I can't seem to make sense of why NH4Cl was also used.

 

[Caffine]

If I remember correctly, you can dehyrate the aldol product in either basic or acidic media, though in basic media the leaving group is a hydroxide ion rather than water. I don't understand your problem though because NH4Cl is an acid you you said acids dehydrate.

Oh right. It's an ammonium salt which can act as a weak acid. Blondie moment!

 

[justhanging]

Wait I realized the acid could convert the OH into a good leaving group (H2O), forming a carbocation. Then the conjugate base can deprotonate the alpha hydrogen forming a pi bond in place. An E1 elimination.

I can't seem to make sense of why NH4Cl was also used.
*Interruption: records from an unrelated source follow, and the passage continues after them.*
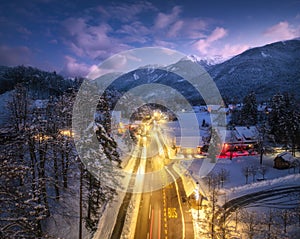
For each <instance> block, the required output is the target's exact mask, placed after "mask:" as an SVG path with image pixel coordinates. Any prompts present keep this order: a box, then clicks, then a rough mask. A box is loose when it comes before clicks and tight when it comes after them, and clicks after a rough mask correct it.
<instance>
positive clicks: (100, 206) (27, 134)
mask: <svg viewBox="0 0 300 239" xmlns="http://www.w3.org/2000/svg"><path fill="white" fill-rule="evenodd" d="M75 95H76V90H75V89H73V90H72V91H68V92H65V93H64V94H61V95H58V96H57V95H51V96H50V97H49V98H47V99H46V100H45V101H44V103H45V105H41V106H38V107H37V106H35V105H34V101H33V99H32V98H31V96H30V94H29V92H28V88H27V87H26V86H24V85H22V84H17V85H16V86H15V89H14V93H13V94H12V97H11V100H10V101H9V102H8V111H9V112H10V115H11V120H10V122H9V124H8V125H7V126H6V127H7V128H9V133H8V135H6V136H7V137H6V139H5V140H4V141H3V142H4V143H3V145H0V150H1V151H0V152H1V153H0V237H1V238H20V237H22V238H44V237H47V236H50V235H47V233H46V231H45V224H46V222H47V220H49V219H50V218H51V216H52V215H53V214H54V213H55V210H56V209H55V208H56V205H59V204H60V201H61V200H63V198H64V195H65V194H66V193H67V192H68V188H69V187H70V185H74V184H75V185H78V186H79V187H78V188H79V189H78V191H77V192H76V195H75V196H76V197H78V199H79V200H80V202H79V207H80V208H78V211H77V213H76V215H73V216H74V217H75V218H78V234H79V238H81V236H82V226H83V225H84V226H85V227H86V228H87V229H88V230H89V231H90V232H91V233H92V232H94V231H95V230H96V228H97V223H98V220H99V217H100V213H101V207H102V206H103V205H104V204H105V203H107V202H108V201H109V200H111V199H112V198H113V195H115V194H116V192H115V190H114V189H112V188H108V187H107V186H106V185H105V184H103V183H102V182H101V178H98V177H95V175H94V174H92V173H90V172H89V171H88V170H87V168H86V165H85V164H83V163H82V162H81V160H80V159H79V157H78V154H77V152H76V149H75V145H74V140H73V137H72V136H73V133H72V129H71V123H72V109H73V104H74V99H75ZM98 109H99V110H100V111H103V112H104V114H106V117H105V118H104V119H103V120H100V121H98V122H96V123H95V122H94V123H95V125H96V127H94V130H95V133H96V134H97V137H98V140H99V147H100V148H102V149H105V150H102V151H101V150H99V152H98V153H99V154H101V157H102V158H108V159H109V161H117V162H119V155H118V153H117V150H116V143H115V142H114V140H113V139H112V138H111V137H110V129H109V125H110V122H109V120H110V118H109V117H108V115H109V110H110V109H109V107H108V102H107V99H106V98H105V97H104V98H102V99H99V107H98ZM74 180H76V182H74ZM103 180H106V179H105V178H103Z"/></svg>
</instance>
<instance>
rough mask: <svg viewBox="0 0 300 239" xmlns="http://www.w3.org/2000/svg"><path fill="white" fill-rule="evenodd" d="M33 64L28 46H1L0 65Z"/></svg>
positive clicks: (0, 48)
mask: <svg viewBox="0 0 300 239" xmlns="http://www.w3.org/2000/svg"><path fill="white" fill-rule="evenodd" d="M31 62H32V51H31V50H30V49H29V48H28V47H26V46H18V47H9V46H7V45H1V46H0V65H5V66H16V65H28V64H30V63H31Z"/></svg>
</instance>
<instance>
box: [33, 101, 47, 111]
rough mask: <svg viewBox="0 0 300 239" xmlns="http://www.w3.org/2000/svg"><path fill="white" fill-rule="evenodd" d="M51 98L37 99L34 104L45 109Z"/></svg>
mask: <svg viewBox="0 0 300 239" xmlns="http://www.w3.org/2000/svg"><path fill="white" fill-rule="evenodd" d="M48 102H49V100H35V101H34V103H33V106H34V107H35V108H37V109H45V108H46V107H47V104H48Z"/></svg>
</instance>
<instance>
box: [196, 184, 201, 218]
mask: <svg viewBox="0 0 300 239" xmlns="http://www.w3.org/2000/svg"><path fill="white" fill-rule="evenodd" d="M196 184H197V189H198V194H197V199H198V200H197V201H198V221H199V217H200V215H199V213H200V193H199V191H200V190H199V182H198V181H197V182H196Z"/></svg>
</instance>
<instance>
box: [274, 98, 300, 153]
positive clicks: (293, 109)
mask: <svg viewBox="0 0 300 239" xmlns="http://www.w3.org/2000/svg"><path fill="white" fill-rule="evenodd" d="M271 109H272V110H271V112H270V114H269V117H268V123H269V125H270V129H271V134H273V135H274V136H275V140H276V141H277V142H278V143H283V144H284V145H285V146H287V145H288V144H289V143H290V144H291V146H292V153H293V154H294V155H295V148H296V145H297V144H299V142H298V140H299V138H300V113H299V107H297V105H296V103H295V99H294V97H293V96H291V95H290V94H288V93H285V94H276V95H274V96H273V98H272V102H271Z"/></svg>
I don't think the mechanism involves the formation of a carbocation. The enol kicks out the protanated water by moving the double bond. Check your mechanism again.

 

[Etorphine]

The second part works without a strong base is because the molecule REALLY wants to get a second conjugated double bond. This molecule will be very thermodynamically stable, and allows weaker bases (like water) to work.

If there was no conjugation aspect, water (the only base in a solution devoid of other bases) would not be able to perform that elimination so easily; it is only because the final product is so preferred that water pulls off the alpha hydrogen.

 

[MalibuPreMD]

I am pretty confident that the last step is an E1 elimination, where in the presense of strong base -OH will be a leaving group and a temporary carbocation is formed.

 

[justhanging]

I am pretty confident that the last step is an E1 elimination, where in the presense of strong base -OH will be a leaving group and a temporary carbocation is formed.

I don't think so. I remember getting a quesition about the mechanism of a base catalyzed condensation of an aldol in my orgoIII class last semester. Their was no E1.

 

[RogueUnicorn]

it's been a while, but as i understand it you can do the condensation via base or acid catalysis, and neither forms a carbocation.

 

[sibitrum]

It actually goes via an "e1cb" mechanism, where (e.g.) you deprotonate, forming the enolate. Then the enolate attacks the leaving group.